Le pouvoir d'un seul a commencé par les rois germaniques qui ont conquis la Gaule sur l'Empire romain et qui ont pas à pas constitué la dynastie des rois de France et dont l'apothéose a été Louis XIV. Il s'est poursuivi, et surtout encore amplifié, avec la Révolution puis les régimes bonapartistes. Les IIIe et surtout IVe Républiques ont substitué temporairement le pouvoir d'un parlement impuissant à celui d'un seul jusqu'à la restauration nécessaire de l'autorité par un homme exceptionnel, Charles de Gaulle qui, lorsqu'il a voulu, sachant qu'il n'était pas éternel, régionaliser notre pays et répartir ainsi ses forces politiques, économiques et culturelles, s'est heurté aux refus des politiciens qui ne pouvaient imaginer un changement qui put leur enlever une once de pouvoir.

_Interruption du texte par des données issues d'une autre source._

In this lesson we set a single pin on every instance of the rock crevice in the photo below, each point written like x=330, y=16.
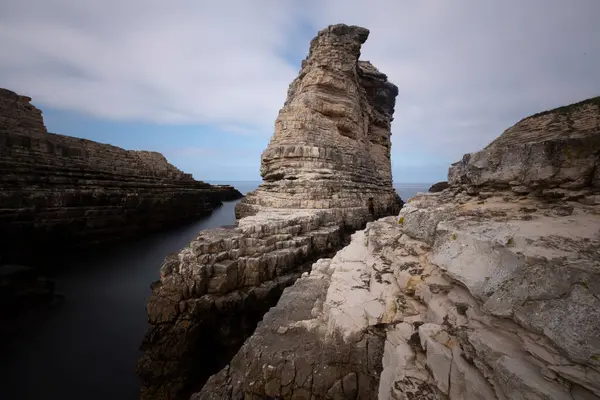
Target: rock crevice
x=476, y=291
x=326, y=173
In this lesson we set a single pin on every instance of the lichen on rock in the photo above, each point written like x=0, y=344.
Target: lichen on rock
x=326, y=173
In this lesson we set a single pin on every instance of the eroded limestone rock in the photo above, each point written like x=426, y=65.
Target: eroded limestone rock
x=326, y=173
x=59, y=192
x=331, y=146
x=475, y=292
x=547, y=153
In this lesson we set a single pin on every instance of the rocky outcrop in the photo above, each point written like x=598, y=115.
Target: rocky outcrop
x=331, y=146
x=438, y=187
x=548, y=153
x=486, y=294
x=326, y=172
x=60, y=192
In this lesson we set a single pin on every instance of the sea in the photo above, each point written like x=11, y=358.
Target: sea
x=87, y=347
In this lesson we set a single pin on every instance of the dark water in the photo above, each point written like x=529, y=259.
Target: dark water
x=88, y=346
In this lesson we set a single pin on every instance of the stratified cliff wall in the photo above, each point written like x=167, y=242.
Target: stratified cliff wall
x=331, y=146
x=59, y=192
x=326, y=173
x=485, y=290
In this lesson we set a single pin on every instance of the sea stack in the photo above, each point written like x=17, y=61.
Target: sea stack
x=488, y=289
x=59, y=193
x=326, y=173
x=331, y=146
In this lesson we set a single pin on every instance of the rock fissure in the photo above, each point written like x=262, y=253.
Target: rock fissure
x=331, y=137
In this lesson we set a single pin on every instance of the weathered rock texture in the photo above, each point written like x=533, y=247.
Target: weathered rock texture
x=465, y=295
x=331, y=146
x=326, y=173
x=58, y=191
x=556, y=149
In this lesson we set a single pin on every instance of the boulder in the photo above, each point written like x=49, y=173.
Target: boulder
x=488, y=293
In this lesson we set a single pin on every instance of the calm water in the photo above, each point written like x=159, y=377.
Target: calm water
x=87, y=347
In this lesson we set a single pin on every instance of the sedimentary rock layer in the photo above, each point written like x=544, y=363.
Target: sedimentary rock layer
x=556, y=149
x=331, y=146
x=467, y=294
x=326, y=172
x=61, y=192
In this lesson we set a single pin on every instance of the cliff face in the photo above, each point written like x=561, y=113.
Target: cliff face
x=547, y=152
x=478, y=291
x=331, y=146
x=62, y=192
x=326, y=173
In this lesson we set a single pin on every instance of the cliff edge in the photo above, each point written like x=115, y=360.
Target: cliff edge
x=488, y=289
x=326, y=173
x=58, y=192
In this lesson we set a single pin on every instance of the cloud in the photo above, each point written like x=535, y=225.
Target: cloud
x=466, y=69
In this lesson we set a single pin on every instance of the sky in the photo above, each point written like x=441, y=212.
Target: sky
x=202, y=81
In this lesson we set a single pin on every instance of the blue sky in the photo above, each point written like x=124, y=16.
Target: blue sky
x=202, y=82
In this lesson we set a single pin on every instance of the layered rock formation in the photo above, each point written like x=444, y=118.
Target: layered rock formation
x=474, y=292
x=61, y=192
x=331, y=146
x=326, y=173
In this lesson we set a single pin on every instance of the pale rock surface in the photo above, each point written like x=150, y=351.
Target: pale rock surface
x=326, y=173
x=463, y=296
x=556, y=149
x=331, y=146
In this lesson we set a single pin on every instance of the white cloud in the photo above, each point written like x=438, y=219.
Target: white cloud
x=177, y=61
x=466, y=69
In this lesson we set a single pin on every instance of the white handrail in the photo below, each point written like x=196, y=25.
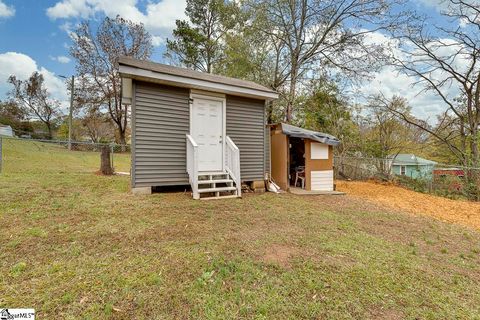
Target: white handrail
x=232, y=163
x=192, y=165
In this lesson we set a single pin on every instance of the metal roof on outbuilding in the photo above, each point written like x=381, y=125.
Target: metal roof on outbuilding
x=298, y=132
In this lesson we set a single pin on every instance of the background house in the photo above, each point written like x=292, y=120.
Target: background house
x=413, y=166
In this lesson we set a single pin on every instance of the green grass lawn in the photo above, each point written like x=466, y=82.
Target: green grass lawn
x=77, y=245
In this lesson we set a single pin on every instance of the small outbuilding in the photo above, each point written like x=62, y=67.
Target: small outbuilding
x=6, y=131
x=302, y=158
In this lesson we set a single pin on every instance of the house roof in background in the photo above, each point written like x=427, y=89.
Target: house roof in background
x=162, y=73
x=298, y=132
x=411, y=159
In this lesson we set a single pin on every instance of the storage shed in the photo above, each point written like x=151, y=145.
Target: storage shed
x=194, y=128
x=301, y=158
x=6, y=131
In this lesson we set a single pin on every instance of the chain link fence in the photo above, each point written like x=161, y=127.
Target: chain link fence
x=452, y=181
x=19, y=155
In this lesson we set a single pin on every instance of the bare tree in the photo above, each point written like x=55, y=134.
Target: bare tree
x=306, y=35
x=32, y=95
x=97, y=55
x=445, y=59
x=97, y=126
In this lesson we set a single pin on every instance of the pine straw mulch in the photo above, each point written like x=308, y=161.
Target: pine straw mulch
x=463, y=212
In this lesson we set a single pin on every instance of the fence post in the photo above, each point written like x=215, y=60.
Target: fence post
x=1, y=157
x=111, y=152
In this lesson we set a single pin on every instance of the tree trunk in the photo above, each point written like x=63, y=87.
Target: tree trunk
x=49, y=130
x=105, y=164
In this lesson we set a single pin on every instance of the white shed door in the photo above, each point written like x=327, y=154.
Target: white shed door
x=322, y=180
x=207, y=131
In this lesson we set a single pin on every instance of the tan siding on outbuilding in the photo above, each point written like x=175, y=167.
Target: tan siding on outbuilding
x=160, y=124
x=246, y=127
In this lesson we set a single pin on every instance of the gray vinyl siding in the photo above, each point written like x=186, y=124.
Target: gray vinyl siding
x=246, y=127
x=160, y=123
x=267, y=149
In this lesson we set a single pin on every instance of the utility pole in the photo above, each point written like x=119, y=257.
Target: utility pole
x=70, y=115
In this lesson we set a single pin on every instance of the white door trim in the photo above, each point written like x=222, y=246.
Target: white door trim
x=215, y=97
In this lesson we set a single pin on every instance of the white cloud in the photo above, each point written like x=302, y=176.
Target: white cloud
x=61, y=59
x=158, y=18
x=6, y=11
x=22, y=66
x=389, y=81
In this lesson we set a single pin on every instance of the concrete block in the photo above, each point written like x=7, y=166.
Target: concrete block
x=142, y=190
x=258, y=186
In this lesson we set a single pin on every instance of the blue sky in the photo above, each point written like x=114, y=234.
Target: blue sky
x=34, y=36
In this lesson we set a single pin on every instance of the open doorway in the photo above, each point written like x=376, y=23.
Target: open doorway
x=296, y=168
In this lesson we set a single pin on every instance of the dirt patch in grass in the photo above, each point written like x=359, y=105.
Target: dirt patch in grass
x=462, y=212
x=280, y=254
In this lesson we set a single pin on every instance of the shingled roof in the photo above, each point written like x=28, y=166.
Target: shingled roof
x=190, y=74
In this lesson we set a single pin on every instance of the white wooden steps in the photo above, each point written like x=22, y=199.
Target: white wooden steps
x=216, y=186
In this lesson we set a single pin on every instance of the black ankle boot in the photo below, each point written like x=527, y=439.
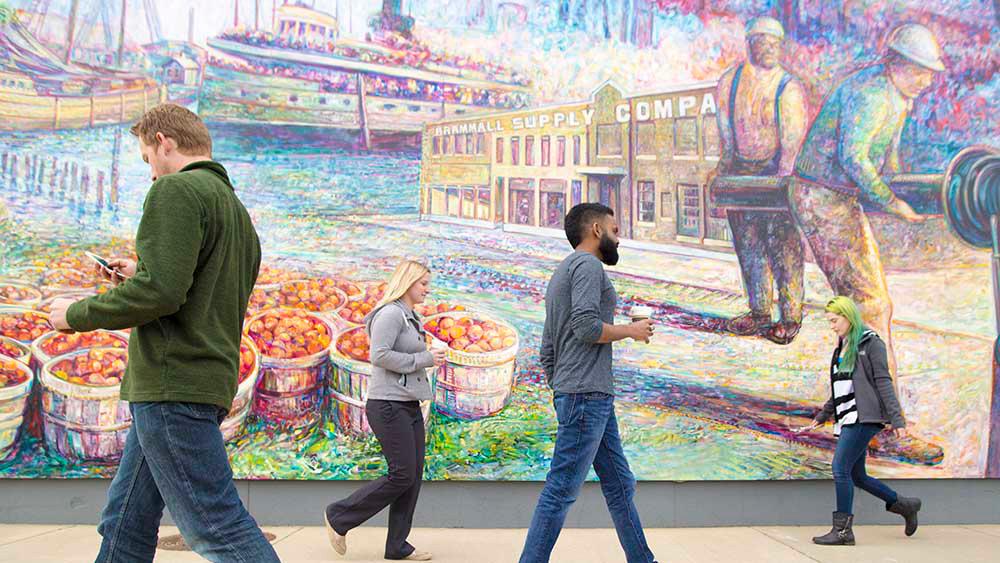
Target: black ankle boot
x=841, y=534
x=907, y=507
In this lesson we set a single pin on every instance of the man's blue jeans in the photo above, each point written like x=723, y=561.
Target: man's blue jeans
x=175, y=456
x=587, y=436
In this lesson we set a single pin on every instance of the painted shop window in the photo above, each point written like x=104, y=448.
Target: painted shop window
x=522, y=201
x=483, y=208
x=686, y=136
x=553, y=203
x=454, y=203
x=439, y=201
x=609, y=140
x=647, y=202
x=710, y=132
x=468, y=203
x=577, y=188
x=645, y=138
x=688, y=210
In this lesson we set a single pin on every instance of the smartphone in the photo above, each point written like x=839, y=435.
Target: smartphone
x=104, y=263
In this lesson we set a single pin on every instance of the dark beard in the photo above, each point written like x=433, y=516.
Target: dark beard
x=609, y=250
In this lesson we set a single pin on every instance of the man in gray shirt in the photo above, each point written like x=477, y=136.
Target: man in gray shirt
x=576, y=357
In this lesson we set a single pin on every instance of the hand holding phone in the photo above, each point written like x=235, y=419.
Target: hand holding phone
x=114, y=271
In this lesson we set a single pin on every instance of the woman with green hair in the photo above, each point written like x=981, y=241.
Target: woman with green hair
x=862, y=401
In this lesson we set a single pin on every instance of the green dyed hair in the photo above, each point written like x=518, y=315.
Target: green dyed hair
x=846, y=308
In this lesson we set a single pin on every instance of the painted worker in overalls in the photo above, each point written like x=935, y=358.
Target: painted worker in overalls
x=852, y=143
x=762, y=121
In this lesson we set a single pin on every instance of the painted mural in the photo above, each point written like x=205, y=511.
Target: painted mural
x=459, y=132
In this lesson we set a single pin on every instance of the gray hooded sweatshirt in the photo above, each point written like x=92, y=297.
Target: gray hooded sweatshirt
x=399, y=354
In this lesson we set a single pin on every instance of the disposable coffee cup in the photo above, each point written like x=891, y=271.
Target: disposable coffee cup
x=640, y=313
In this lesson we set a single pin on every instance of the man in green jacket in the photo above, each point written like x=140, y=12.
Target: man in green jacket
x=185, y=299
x=852, y=143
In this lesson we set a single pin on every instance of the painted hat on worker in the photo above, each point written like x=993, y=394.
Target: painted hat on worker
x=917, y=44
x=767, y=26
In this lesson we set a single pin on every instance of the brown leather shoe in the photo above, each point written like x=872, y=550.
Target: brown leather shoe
x=782, y=333
x=749, y=324
x=337, y=541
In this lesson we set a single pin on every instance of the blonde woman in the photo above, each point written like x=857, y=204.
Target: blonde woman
x=398, y=383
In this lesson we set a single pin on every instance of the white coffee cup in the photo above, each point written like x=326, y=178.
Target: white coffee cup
x=640, y=313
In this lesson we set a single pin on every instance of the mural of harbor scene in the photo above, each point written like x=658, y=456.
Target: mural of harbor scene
x=459, y=132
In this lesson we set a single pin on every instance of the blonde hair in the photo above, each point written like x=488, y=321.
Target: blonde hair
x=177, y=123
x=407, y=273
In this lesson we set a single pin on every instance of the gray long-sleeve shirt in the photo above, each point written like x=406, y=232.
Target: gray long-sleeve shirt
x=578, y=302
x=399, y=355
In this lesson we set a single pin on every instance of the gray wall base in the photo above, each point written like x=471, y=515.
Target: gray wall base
x=510, y=505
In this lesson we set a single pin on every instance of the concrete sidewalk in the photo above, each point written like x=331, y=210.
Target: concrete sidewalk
x=932, y=544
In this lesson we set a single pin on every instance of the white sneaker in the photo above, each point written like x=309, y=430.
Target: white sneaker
x=337, y=541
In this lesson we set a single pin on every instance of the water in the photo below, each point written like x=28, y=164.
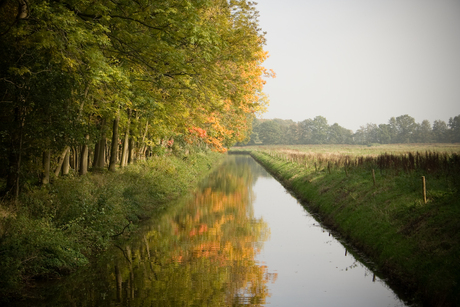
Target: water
x=241, y=239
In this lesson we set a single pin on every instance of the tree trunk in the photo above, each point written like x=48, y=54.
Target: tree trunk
x=131, y=155
x=84, y=158
x=143, y=147
x=124, y=153
x=46, y=167
x=114, y=151
x=66, y=164
x=61, y=161
x=96, y=153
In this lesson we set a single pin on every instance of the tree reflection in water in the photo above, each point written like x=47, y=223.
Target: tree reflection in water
x=200, y=253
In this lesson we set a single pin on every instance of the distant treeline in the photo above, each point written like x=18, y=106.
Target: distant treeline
x=402, y=129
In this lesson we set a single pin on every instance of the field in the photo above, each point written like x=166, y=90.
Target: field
x=374, y=197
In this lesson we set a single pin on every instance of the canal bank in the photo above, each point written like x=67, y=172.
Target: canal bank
x=415, y=245
x=239, y=239
x=57, y=229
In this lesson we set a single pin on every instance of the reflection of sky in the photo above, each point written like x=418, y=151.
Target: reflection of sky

Le seul espace du pouvoir d'un seul, c'est évidemment Paris qui avait pris la place de Lyon, Lugdunum, capitale des Gaules romaines, après l'écroulement de l'Empire romain, la Gaule indépendante préromaine n'ayant aucune capitale capable d'imposer la loi d'un seul sur tous les autres. Paris qui, très vite, à l'exception de la période où les banquiers lombards firent très temporairement de Lyon à nouveau la capitale financière et économique de la France, éliminera tout État historique et toute ville concurrente en centrant uniquement sur elle toutes les activités humaines, le culturel, l'économique et le politique plus précisément puis videra "les Provinces" de tous leurs talents en les attirant à son profit et à leurs dépens.

Une évolution à l'opposé de celle de la grande majorité des autres pays européens, à commencer par l'Allemagne, l'Italie, la Suisse, mais aussi l'Angleterre qui ne parviendra pas à réduire à néant les identités écossaises ou galloises ou l'Espagne dont la volonté de "castillaniser" les Catalans, les Basques ou les Galiciens s'est heurtée à une opposition farouche.

La Corse, qui a été achetée par Louis XV aux Génois, puis écrasée militairement par les Français en dépit de la sagesse et de l'humanisme de son protecteur, Paoli, a encore aujourd'hui quelque raison de ne pas être tout à fait aussi française que les politiciens parisiens le souhaiteraient.

Si elle n'est pas le seul État de l'ancienne Gaule à avoir été vaincu par le pouvoir politique expansionniste natif des bords de Seine, elle a pour caractéristique fondamentale d'être culturellement "italianisante", et par conséquent différente de cette Gaule romanisée qui constitue toujours actuellement l'essentiel de la France, tout comme le sont, y compris linguistiquement, les Alsaciens, germanisés au VIe siècle, les Flamands, les Basques, les Niçois, les Bretons ou, dans une moindre mesure les Catalans ou les Gascons.

Il est évident que tant que la France ne reconnaîtra pas culturellement, mais aussi politiquement, la spécificité de ces "peuples" différents, qui ont néanmoins épousé une partie de son histoire de gré ou de force, elle ne pourra comprendre ses principaux voisins et donc former avec eux une Europe puissante, indépendante et libre.

Une incompréhension mortifère qu'elle partage aussi avec l'Espagne de Madrid qui ne veut pas admettre qu'en son sein existent d'autres peuples.

La Corse est aujourd'hui le révélateur d'une France et d'une Europe qui seront ou non remonter leur passé afin de s'accepter telles qu'elles sont, et ainsi pouvoir renaître et retrouver la beauté et la grandeur qui fut souvent la leur, comme a su le faire la très vieille Chine désormais plus jeune, vigoureuse et résolue que jamais.

 

[1] Les Echos, "Le Brexit ou l'affirmation d'une liberté", 7 février 2018.

[2] Le Figaro, "Macron, le côté obscur de la Corse" et "Cette complainte corse qui est à entendre", 9 et 10/11février2018.